In the 13th century the Moors took Atoche and imprisoned any men who did not convert. Only children under 12 could take them food. Some men had no children. The women prayed to the statue of the lady of Atocha, holding her child. A mysterious child of under 12 appeared and brought food to the hungry men. Later they noticed that the sandals of the child in the statue were dusty.
In the 16th century people were building a town in Zacatecas Mexico when a mule came from the west, carrying a giant wooden packing crate. They took the crate off and the mule ran away. In the crate was silver body of Christ. So the city was named Plateros and they sent to Spain for an image of Our Lady of Atoche to be hung in the church with the silver Jesus.
Soon silver was found in the neighborhood, there was a deep mine and an explosion. Many miners were trapped. Their wives prayed to the Lady of Atoche. A little child appeared to the trapped miners, bringing them water and showing them a way out of the mine. The child on the image now had dirty clothes. This repeated whenever there was trouble underground.
Therefore 200+ people stayed up all night last night down at the end of Helmick Road. A small group of old people sat beneath the canvas and quietly sang hymns from one hand-written notebook, almost continually. In the open space 14 men in carnival Indian garb and sometimes 2 clowns danced while 200 people sat in the dark and watched and a few small kids tried to copy the dancers’ steps. We were soon beset by wonderful odors. After perhaps two hours we all ate. The mole’ was magnificent. Then more dances. Fifteen-minute versions of each, on that rough ground. After a few dances the dancers stopped to hold candles in two lines and frame a little procession for everyone with children – i.e., almost everyone – going into the canvas nave. This took nearly an hour. Someone brought a big coat for me, the only person not prepared, the only Anglo. It fit. Warm canela. Some of the small children crept into parents’ arms. But I had to bail out early, only a little after midnight – I hadn’t given the baby calves their evening bottles, for goodness sake! So we danced the Portalitos and at last a very detailed Los Adios, in which the men eventually remove their carnival gear, bit by bit, pair by pair, with figures between each bit. I commended the dancers for splendid dancing and was the first person to leave. I was sent off with a nice package of homemade tamales and breads for Suzi.

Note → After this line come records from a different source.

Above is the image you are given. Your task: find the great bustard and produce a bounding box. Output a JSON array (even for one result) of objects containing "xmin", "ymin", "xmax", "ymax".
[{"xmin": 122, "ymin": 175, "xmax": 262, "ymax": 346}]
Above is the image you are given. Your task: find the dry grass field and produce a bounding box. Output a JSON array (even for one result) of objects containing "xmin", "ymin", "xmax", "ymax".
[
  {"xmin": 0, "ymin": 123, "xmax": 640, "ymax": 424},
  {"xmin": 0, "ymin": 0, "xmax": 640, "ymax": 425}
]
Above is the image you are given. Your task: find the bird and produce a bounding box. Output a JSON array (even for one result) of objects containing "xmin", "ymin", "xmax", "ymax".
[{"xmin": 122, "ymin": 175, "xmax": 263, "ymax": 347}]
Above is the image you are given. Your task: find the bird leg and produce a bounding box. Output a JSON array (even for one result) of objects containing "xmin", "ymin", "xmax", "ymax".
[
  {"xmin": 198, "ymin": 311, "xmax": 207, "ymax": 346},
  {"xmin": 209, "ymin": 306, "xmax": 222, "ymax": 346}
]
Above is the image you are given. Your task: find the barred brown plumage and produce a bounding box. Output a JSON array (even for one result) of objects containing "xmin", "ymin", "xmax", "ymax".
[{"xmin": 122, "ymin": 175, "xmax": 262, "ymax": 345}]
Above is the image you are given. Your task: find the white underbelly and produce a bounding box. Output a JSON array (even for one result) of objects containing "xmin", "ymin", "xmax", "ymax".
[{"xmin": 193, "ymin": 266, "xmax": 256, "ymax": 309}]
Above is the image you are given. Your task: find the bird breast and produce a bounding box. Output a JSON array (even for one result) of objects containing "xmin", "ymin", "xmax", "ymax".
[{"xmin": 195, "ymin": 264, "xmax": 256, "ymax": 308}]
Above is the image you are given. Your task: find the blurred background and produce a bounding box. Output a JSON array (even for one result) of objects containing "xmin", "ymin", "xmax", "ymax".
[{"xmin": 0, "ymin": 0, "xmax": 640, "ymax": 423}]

I wish I had a camera. I wonder about the rest of the night. Pablo is coming by later with his guitar and my pay. I may learn more…
Pablo and the others stayed all night until the morning. That was part one.
We all enjoyed it so much that they decided to do it again Sept 29. Two more dances plus a third clown (the clowns all know the steps well). This time I left at one a.m. and I noticed some of the others packing up I think. Eight dances. One dance was 23 minutes, one was 20, others shorter. Suzi filmed most of it (murky, dark films, with the fiddle beyond the guitar). I stayed warm from playing, and they brought Suzi a blanket. Active footwork and vigorous body movement the whole time.
And then, again in late October. It was colder, and they found a farm warehouse to move into. Filmed a lot of that too – but lost the best of the film. What an experience!